L’architecte urbaniste Anne Démians est un être d’exception dont les compétences sont pluridisciplinaires voire sans limites.

Anne Démians ne cesse de cumuler les prix, les médailles et les honneurs. Elle est entre autres, détentrice du Label IDI (immeuble à destination indéterminée), Chevalier de l’Ordre des Arts et des Lettres, Chevalier de la Légion d’Honneur, première femme à être élue à l’Académie des Beaux-Arts de l’Institut de France. Tel un chevalier, elle brave les champs de bataille de l’architecture avec son fer de lance dressé. Elle trace un chemin à suivre… ou pas, selon vos convictions.

Pour Nda, il était inimaginable de ne pas lui poser des questions sur sa vision de l’architecture d’aujourd’hui et son devenir. On parle beaucoup de réversibilité dans les projets mais tous les bâtiments en font-ils l’objet ? Vers quelle architecture allons-nous et quels efforts sont faits dans ce sens ? Que préconiser ce jour pour le futur proche ? Quels sont les changements fondamentaux qu’elle préconise ? Comment revitaliser les villes ? Levons le voile sur sa vision de notre société et les vertus qui l’animent dans sa démarche de vie et architecturale.

Selon Anne Démians, l’architecture est un art d’usage mais aussi un art politique qui se dévoile à travers ses objectifs sociaux et environnementaux, c’est un art prospectif à travers l’imaginaire et les sciences, c’est enfin un art porteur de création de valeur économique.
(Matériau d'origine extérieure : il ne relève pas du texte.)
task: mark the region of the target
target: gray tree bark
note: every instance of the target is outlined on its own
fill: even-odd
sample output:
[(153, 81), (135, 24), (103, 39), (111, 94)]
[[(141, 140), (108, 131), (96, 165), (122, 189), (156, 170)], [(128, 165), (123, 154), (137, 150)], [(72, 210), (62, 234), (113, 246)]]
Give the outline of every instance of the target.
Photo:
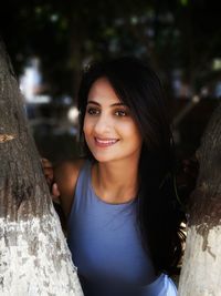
[(0, 42), (0, 295), (83, 295)]
[(190, 200), (180, 296), (221, 296), (221, 104), (197, 152), (200, 163)]

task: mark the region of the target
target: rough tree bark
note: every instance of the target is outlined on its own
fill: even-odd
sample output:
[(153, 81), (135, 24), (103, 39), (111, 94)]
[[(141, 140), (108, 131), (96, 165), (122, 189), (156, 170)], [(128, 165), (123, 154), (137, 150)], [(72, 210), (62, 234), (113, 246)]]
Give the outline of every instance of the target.
[(180, 296), (221, 296), (221, 104), (197, 152), (200, 163), (191, 195)]
[(83, 295), (1, 41), (0, 295)]

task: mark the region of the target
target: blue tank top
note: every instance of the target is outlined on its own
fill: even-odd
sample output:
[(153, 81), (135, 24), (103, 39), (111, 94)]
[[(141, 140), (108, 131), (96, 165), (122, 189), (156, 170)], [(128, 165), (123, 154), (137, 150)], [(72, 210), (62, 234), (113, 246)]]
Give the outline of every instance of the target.
[(91, 170), (92, 163), (86, 161), (77, 178), (67, 234), (84, 294), (175, 296), (159, 294), (172, 283), (166, 275), (156, 279), (151, 259), (143, 249), (137, 201), (105, 203), (93, 191)]

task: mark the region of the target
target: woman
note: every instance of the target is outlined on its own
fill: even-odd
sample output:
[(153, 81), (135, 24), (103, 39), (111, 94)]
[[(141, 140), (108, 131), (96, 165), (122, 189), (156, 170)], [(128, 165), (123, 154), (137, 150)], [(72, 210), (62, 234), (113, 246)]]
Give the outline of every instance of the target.
[(78, 110), (85, 157), (48, 175), (57, 184), (84, 294), (177, 295), (168, 275), (181, 256), (183, 214), (158, 76), (135, 58), (93, 64)]

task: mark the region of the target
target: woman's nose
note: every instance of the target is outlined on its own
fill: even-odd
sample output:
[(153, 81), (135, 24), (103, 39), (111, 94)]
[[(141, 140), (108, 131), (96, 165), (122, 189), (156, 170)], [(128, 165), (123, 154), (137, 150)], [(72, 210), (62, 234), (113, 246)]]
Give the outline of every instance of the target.
[(97, 134), (104, 134), (108, 131), (110, 131), (113, 124), (112, 124), (112, 120), (108, 118), (108, 115), (101, 115), (94, 126), (94, 130)]

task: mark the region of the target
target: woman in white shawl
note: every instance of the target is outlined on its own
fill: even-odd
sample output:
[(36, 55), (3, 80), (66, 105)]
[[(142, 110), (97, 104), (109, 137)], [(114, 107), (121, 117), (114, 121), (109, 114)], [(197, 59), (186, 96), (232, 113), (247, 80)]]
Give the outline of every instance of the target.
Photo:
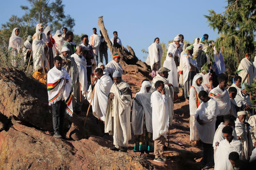
[(204, 90), (209, 94), (211, 90), (214, 88), (212, 74), (210, 73), (207, 73), (204, 75), (203, 79), (204, 83), (202, 84), (202, 86), (204, 88)]
[(55, 44), (53, 45), (53, 48), (55, 52), (54, 56), (59, 55), (61, 53), (61, 49), (64, 44), (64, 40), (61, 36), (61, 32), (60, 30), (57, 30), (52, 38), (55, 40)]
[(156, 38), (154, 43), (148, 47), (148, 56), (146, 61), (151, 67), (151, 75), (153, 77), (157, 74), (158, 69), (161, 67), (163, 49), (159, 44), (159, 38)]
[(199, 74), (195, 76), (192, 86), (189, 89), (189, 112), (190, 113), (190, 140), (195, 141), (196, 144), (199, 140), (198, 132), (195, 124), (195, 114), (196, 109), (200, 105), (202, 101), (198, 96), (199, 92), (204, 90), (201, 85), (203, 77)]
[(132, 125), (135, 135), (134, 151), (140, 152), (140, 155), (145, 157), (148, 156), (149, 152), (154, 151), (150, 103), (152, 88), (149, 81), (142, 82), (140, 90), (136, 93), (134, 98), (132, 114)]
[[(33, 62), (34, 69), (37, 70), (37, 67), (44, 67), (47, 66), (48, 60), (45, 56), (45, 50), (48, 47), (43, 40), (43, 33), (39, 32), (35, 34), (35, 38), (32, 44), (33, 53)], [(41, 60), (42, 59), (42, 61)], [(42, 63), (42, 62), (43, 63)], [(49, 68), (47, 67), (47, 71)]]

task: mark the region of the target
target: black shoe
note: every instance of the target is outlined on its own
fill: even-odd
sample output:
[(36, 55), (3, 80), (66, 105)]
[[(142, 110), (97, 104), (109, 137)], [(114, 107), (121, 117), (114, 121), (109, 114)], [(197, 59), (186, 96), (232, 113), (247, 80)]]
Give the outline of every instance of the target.
[(54, 138), (62, 138), (61, 135), (60, 135), (60, 132), (56, 132), (54, 133), (53, 137)]
[(120, 150), (122, 152), (127, 152), (127, 147), (124, 148), (122, 147), (122, 148), (121, 148)]
[(116, 148), (115, 146), (113, 147), (113, 148), (110, 148), (110, 149), (112, 150), (112, 151), (119, 151), (119, 149)]

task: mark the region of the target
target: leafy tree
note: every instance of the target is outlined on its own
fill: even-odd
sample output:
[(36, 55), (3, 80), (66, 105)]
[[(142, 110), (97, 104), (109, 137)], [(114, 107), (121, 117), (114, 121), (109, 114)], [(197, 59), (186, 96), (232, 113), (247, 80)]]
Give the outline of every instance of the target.
[(225, 10), (216, 13), (209, 11), (204, 15), (209, 26), (218, 31), (220, 37), (214, 43), (221, 50), (229, 76), (235, 73), (246, 52), (254, 51), (256, 30), (256, 3), (254, 0), (228, 0)]

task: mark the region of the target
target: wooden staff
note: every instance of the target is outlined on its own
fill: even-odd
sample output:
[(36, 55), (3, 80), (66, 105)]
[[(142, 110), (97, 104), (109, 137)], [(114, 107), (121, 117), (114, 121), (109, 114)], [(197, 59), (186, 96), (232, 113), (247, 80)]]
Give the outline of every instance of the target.
[(87, 120), (87, 117), (88, 117), (88, 114), (89, 113), (89, 110), (90, 109), (90, 107), (91, 107), (91, 105), (92, 104), (92, 99), (93, 98), (93, 96), (94, 96), (94, 91), (95, 90), (95, 87), (94, 87), (94, 88), (93, 88), (93, 91), (92, 91), (92, 99), (91, 99), (91, 102), (90, 102), (90, 104), (89, 105), (89, 107), (88, 107), (88, 110), (87, 110), (87, 113), (86, 114), (86, 117), (85, 117), (85, 120), (84, 120), (84, 127), (85, 127), (85, 123), (86, 123), (86, 121)]
[(27, 68), (26, 72), (28, 72), (28, 66), (29, 66), (29, 63), (30, 63), (30, 60), (31, 59), (31, 56), (32, 55), (32, 50), (31, 50), (31, 53), (30, 53), (30, 57), (29, 57), (29, 60), (28, 60), (28, 67)]

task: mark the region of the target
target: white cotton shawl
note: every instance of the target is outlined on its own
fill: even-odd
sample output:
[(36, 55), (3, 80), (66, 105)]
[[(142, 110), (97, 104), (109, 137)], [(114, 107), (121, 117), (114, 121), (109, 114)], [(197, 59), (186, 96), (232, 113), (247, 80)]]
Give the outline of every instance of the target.
[(167, 78), (169, 83), (172, 84), (173, 87), (178, 88), (177, 67), (176, 67), (176, 65), (175, 64), (175, 61), (173, 58), (170, 57), (169, 56), (166, 57), (165, 60), (164, 62), (164, 65), (163, 66), (171, 70), (168, 72), (169, 75)]
[(228, 92), (226, 88), (224, 91), (220, 88), (219, 85), (210, 91), (209, 96), (212, 97), (217, 102), (220, 115), (225, 115), (229, 113), (231, 107), (230, 98)]
[[(196, 99), (195, 89), (196, 91), (197, 95), (198, 95), (200, 91), (204, 90), (204, 88), (201, 85), (199, 86), (198, 86), (196, 82), (196, 80), (202, 77), (202, 76), (199, 74), (197, 74), (195, 75), (193, 79), (193, 81), (192, 83), (192, 86), (194, 86), (195, 88), (191, 86), (189, 89), (189, 112), (190, 115), (194, 115), (196, 113), (196, 111), (197, 108)], [(199, 104), (201, 103), (202, 101), (199, 97), (198, 100), (200, 102)]]
[[(72, 54), (71, 57), (75, 59), (76, 63), (77, 66), (78, 70), (78, 76), (79, 82), (81, 85), (82, 95), (85, 97), (86, 96), (87, 91), (87, 69), (86, 69), (86, 62), (84, 58), (82, 55), (80, 57), (75, 53)], [(76, 80), (76, 81), (77, 80)]]
[(173, 96), (174, 95), (174, 90), (172, 87), (169, 87), (168, 84), (169, 84), (168, 80), (159, 74), (153, 78), (151, 84), (152, 84), (152, 89), (151, 92), (153, 93), (156, 90), (155, 84), (157, 81), (161, 80), (164, 82), (164, 90), (165, 91), (165, 96), (168, 104), (168, 111), (169, 114), (169, 126), (172, 126), (172, 118), (173, 115)]
[[(15, 31), (17, 29), (20, 30), (20, 33), (19, 35), (16, 35), (15, 33)], [(14, 28), (12, 30), (12, 35), (10, 37), (9, 40), (9, 46), (8, 48), (12, 48), (17, 50), (19, 52), (20, 46), (22, 45), (23, 40), (22, 38), (19, 37), (20, 34), (20, 29), (19, 28)]]
[[(34, 69), (37, 70), (39, 67), (45, 67), (45, 64), (43, 66), (42, 65), (41, 59), (43, 63), (45, 60), (46, 57), (44, 46), (44, 43), (43, 39), (40, 40), (40, 35), (42, 34), (40, 32), (37, 32), (35, 34), (35, 38), (33, 40), (32, 43), (32, 49), (33, 52), (33, 62), (34, 65)], [(41, 57), (41, 58), (40, 58)]]
[(153, 92), (151, 98), (153, 140), (155, 140), (161, 135), (166, 138), (168, 125), (167, 99), (165, 95), (162, 95), (156, 91)]
[[(47, 76), (47, 91), (49, 105), (61, 100), (65, 100), (67, 105), (66, 113), (70, 116), (73, 114), (71, 79), (66, 69), (61, 67), (58, 70), (55, 66), (48, 72)], [(66, 79), (68, 80), (66, 83)]]
[[(105, 122), (105, 133), (113, 135), (114, 145), (127, 147), (132, 139), (130, 124), (131, 107), (132, 99), (130, 95), (122, 95), (120, 90), (130, 89), (129, 85), (122, 80), (117, 85), (114, 83), (110, 90), (114, 93), (114, 98), (108, 98)], [(112, 115), (114, 122), (112, 122)], [(112, 129), (112, 124), (114, 129)]]
[(121, 65), (117, 63), (113, 60), (108, 63), (106, 66), (106, 72), (110, 73), (111, 76), (113, 75), (113, 73), (116, 71), (119, 71), (123, 74), (123, 67)]
[[(97, 80), (95, 86), (94, 96), (92, 102), (92, 114), (96, 117), (105, 121), (106, 109), (108, 94), (112, 86), (112, 80), (108, 75), (103, 75)], [(90, 102), (92, 96), (93, 89), (91, 85), (88, 90), (87, 100)]]
[(144, 116), (147, 131), (153, 132), (152, 108), (150, 103), (152, 93), (150, 90), (148, 93), (146, 90), (146, 88), (149, 87), (152, 89), (150, 82), (148, 81), (143, 81), (140, 90), (136, 93), (134, 98), (132, 114), (132, 125), (133, 133), (135, 135), (141, 135), (143, 133), (142, 128)]
[(188, 58), (187, 57), (187, 53), (184, 53), (182, 57), (182, 67), (183, 67), (183, 82), (184, 83), (188, 81), (188, 73), (190, 68), (190, 64), (196, 67), (197, 67), (196, 61), (195, 60), (192, 60), (192, 56), (189, 55)]
[[(216, 118), (219, 114), (217, 103), (212, 98), (207, 102), (202, 102), (196, 109), (195, 115), (195, 124), (198, 131), (199, 138), (204, 143), (212, 144)], [(198, 116), (203, 121), (203, 125), (199, 124), (196, 120)]]
[(214, 170), (232, 170), (232, 165), (228, 159), (229, 153), (236, 152), (241, 159), (242, 151), (242, 143), (235, 137), (230, 143), (226, 139), (221, 141), (214, 155)]
[(247, 133), (250, 133), (250, 131), (247, 129), (247, 127), (240, 122), (238, 118), (236, 118), (235, 123), (236, 125), (235, 129), (236, 130), (236, 135), (237, 136), (243, 137), (245, 139), (244, 140), (241, 140), (243, 146), (242, 155), (243, 157), (245, 157), (243, 158), (243, 159), (244, 160), (244, 158), (245, 158), (246, 160), (250, 160), (250, 156), (252, 155), (253, 150), (252, 141), (251, 134), (248, 135), (249, 138), (247, 137)]
[(58, 35), (61, 35), (61, 32), (60, 30), (57, 30), (56, 32), (53, 36), (52, 38), (55, 40), (55, 44), (53, 45), (53, 51), (55, 52), (55, 49), (57, 51), (59, 54), (61, 53), (61, 49), (64, 44), (64, 40), (63, 37), (60, 36), (59, 37)]
[(148, 47), (148, 56), (145, 62), (150, 66), (151, 69), (152, 69), (154, 64), (158, 62), (161, 64), (162, 55), (163, 49), (162, 46), (159, 43), (155, 42)]
[[(242, 78), (242, 81), (252, 85), (253, 78), (254, 66), (252, 63), (245, 57), (241, 60), (238, 67), (238, 75)], [(241, 71), (240, 71), (241, 70)], [(250, 77), (250, 81), (248, 77)]]

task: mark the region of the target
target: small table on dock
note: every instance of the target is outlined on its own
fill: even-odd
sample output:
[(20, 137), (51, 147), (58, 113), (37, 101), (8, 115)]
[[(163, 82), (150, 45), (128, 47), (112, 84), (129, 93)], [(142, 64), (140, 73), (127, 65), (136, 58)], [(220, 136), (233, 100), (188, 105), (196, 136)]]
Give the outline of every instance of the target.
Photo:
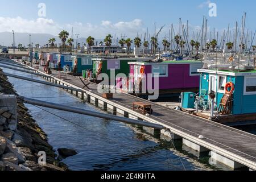
[[(143, 114), (149, 113), (152, 114), (152, 106), (150, 104), (145, 104), (141, 102), (137, 102), (133, 103), (133, 110), (138, 109), (142, 112)], [(148, 110), (149, 110), (149, 111)]]

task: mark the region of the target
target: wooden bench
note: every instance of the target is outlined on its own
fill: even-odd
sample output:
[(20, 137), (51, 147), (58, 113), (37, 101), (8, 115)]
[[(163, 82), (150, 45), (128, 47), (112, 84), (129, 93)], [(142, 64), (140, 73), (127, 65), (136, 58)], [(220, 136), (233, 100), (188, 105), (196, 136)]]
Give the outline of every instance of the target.
[(67, 73), (59, 71), (58, 73), (58, 77), (60, 79), (67, 80)]
[(151, 105), (141, 102), (134, 102), (133, 108), (133, 110), (137, 109), (141, 111), (143, 114), (151, 114), (153, 113)]

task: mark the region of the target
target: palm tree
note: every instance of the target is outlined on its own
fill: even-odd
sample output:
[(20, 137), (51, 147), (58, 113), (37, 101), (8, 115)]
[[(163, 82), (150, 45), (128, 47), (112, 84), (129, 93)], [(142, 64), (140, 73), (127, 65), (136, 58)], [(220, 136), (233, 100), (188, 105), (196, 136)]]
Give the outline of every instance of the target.
[(93, 46), (94, 45), (94, 38), (90, 36), (89, 36), (86, 39), (86, 43), (88, 44), (90, 52), (92, 46)]
[(119, 40), (118, 42), (118, 44), (119, 44), (122, 47), (125, 47), (125, 40), (123, 39), (121, 39)]
[(126, 40), (125, 40), (125, 44), (127, 46), (127, 55), (129, 54), (130, 48), (131, 47), (132, 43), (133, 43), (133, 40), (131, 40), (131, 39), (128, 38)]
[(18, 45), (18, 49), (21, 51), (21, 50), (22, 49), (22, 44), (19, 44)]
[(155, 50), (158, 46), (158, 39), (155, 38), (154, 36), (152, 36), (151, 38), (151, 53), (155, 53)]
[(211, 42), (210, 42), (210, 46), (212, 46), (212, 48), (213, 51), (214, 51), (215, 48), (217, 47), (217, 45), (218, 44), (218, 42), (217, 42), (217, 40), (213, 39)]
[(143, 47), (145, 48), (145, 49), (148, 47), (148, 41), (146, 40), (143, 43)]
[(253, 46), (251, 47), (253, 48), (253, 54), (254, 54), (254, 51), (256, 50), (256, 46)]
[[(166, 39), (163, 39), (162, 42), (163, 46), (164, 47), (164, 51), (166, 51), (166, 47), (170, 43)], [(170, 46), (169, 46), (170, 47)]]
[(191, 45), (192, 51), (192, 54), (193, 54), (193, 48), (194, 48), (195, 46), (196, 45), (196, 42), (194, 40), (191, 40), (191, 41), (190, 42), (190, 45)]
[(72, 48), (73, 46), (73, 43), (74, 42), (74, 39), (72, 38), (69, 38), (68, 39), (68, 44)]
[(56, 42), (56, 39), (55, 38), (51, 38), (49, 39), (48, 42), (49, 42), (49, 43), (51, 44), (51, 46), (52, 47), (54, 47), (54, 45), (55, 45), (54, 43)]
[(180, 41), (180, 51), (181, 51), (181, 55), (183, 53), (182, 51), (183, 49), (183, 48), (184, 47), (184, 45), (185, 43), (186, 43), (186, 42), (184, 40)]
[(245, 44), (240, 44), (240, 45), (239, 45), (239, 47), (242, 50), (242, 51), (243, 52), (243, 51), (245, 49)]
[(111, 46), (111, 44), (112, 44), (112, 38), (113, 37), (111, 36), (110, 34), (108, 35), (106, 38), (104, 39), (105, 44), (106, 44), (106, 46)]
[(234, 43), (233, 42), (228, 42), (226, 44), (226, 46), (228, 49), (231, 52), (231, 50), (232, 49), (233, 47), (234, 46)]
[(139, 48), (141, 46), (141, 39), (139, 37), (134, 39), (134, 45), (137, 48)]
[(69, 35), (69, 33), (65, 30), (63, 30), (59, 34), (59, 38), (61, 40), (62, 46), (64, 48), (65, 46), (65, 42), (67, 39), (68, 38), (68, 36)]
[(175, 40), (176, 44), (177, 44), (177, 52), (178, 51), (179, 49), (179, 45), (180, 45), (180, 39), (181, 39), (181, 36), (179, 36), (178, 35), (177, 35), (176, 36), (175, 36), (174, 37), (174, 40)]
[(195, 44), (195, 47), (196, 48), (196, 54), (197, 55), (198, 55), (198, 51), (199, 50), (199, 48), (200, 47), (201, 44), (199, 43), (199, 42), (196, 42), (196, 43)]
[(207, 49), (209, 50), (209, 49), (210, 47), (210, 43), (207, 43), (206, 44), (205, 47), (206, 47)]

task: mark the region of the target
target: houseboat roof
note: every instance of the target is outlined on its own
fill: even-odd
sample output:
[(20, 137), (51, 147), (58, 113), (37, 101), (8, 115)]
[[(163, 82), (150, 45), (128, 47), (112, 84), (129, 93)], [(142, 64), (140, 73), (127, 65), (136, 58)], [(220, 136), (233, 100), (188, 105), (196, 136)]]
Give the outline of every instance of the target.
[(68, 54), (68, 53), (58, 53), (57, 55), (57, 56), (73, 56), (72, 54)]
[(142, 58), (142, 57), (140, 57), (140, 58), (135, 58), (135, 57), (121, 57), (121, 58), (114, 58), (114, 57), (105, 57), (105, 58), (94, 58), (93, 59), (93, 60), (96, 60), (96, 61), (108, 61), (109, 60), (111, 59), (118, 59), (119, 60), (121, 61), (123, 60), (129, 60), (129, 61), (150, 61), (150, 60), (152, 60), (152, 58), (148, 58), (148, 57), (146, 57), (146, 58)]
[(200, 64), (203, 63), (201, 61), (196, 60), (184, 60), (184, 61), (168, 61), (163, 62), (130, 62), (129, 64), (135, 65), (159, 65), (159, 64)]
[(238, 71), (200, 69), (198, 70), (198, 72), (199, 73), (207, 73), (233, 76), (256, 76), (256, 70), (248, 70), (242, 72), (239, 72)]

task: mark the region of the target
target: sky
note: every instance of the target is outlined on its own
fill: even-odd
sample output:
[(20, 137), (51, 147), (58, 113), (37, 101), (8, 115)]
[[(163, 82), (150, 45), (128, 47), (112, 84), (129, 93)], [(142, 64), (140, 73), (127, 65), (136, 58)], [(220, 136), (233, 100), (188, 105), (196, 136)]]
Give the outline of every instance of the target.
[[(167, 35), (171, 24), (179, 29), (179, 19), (189, 20), (190, 32), (202, 26), (203, 16), (208, 19), (209, 31), (214, 27), (223, 31), (234, 28), (236, 21), (241, 24), (242, 16), (247, 13), (246, 28), (253, 32), (256, 28), (256, 2), (253, 0), (0, 0), (0, 32), (46, 33), (57, 35), (62, 30), (80, 37), (93, 36), (102, 39), (107, 34), (117, 37), (125, 34), (134, 38), (138, 32), (149, 34), (166, 25), (161, 32)], [(214, 3), (217, 16), (209, 15), (208, 6)], [(45, 5), (45, 11), (39, 7)], [(4, 6), (2, 6), (4, 5)], [(46, 13), (39, 14), (38, 13)], [(43, 15), (43, 16), (42, 16)]]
Pour elle, une pensée contemporaine et prospective pourrait se fixer comme objectif d’être une alternative à cette société du jetable, organisée exclusivement autour de tous les produits financiers à courte portée de l’immobilier dans lesquels s’inscrivent toutes les productions domestiques. C’est-à-dire les logements, les bureaux, les commerces et les services de proximité. Ce qui représente environ 80 % de la masse construite de nos villes. D’une durée de vie de quinze à vingt ans, ces ouvrages, mal pensés, sont souvent détruits et reconstruits, peu ou pas du tout adaptables aux grandes mutations urbaines et sociales en cours.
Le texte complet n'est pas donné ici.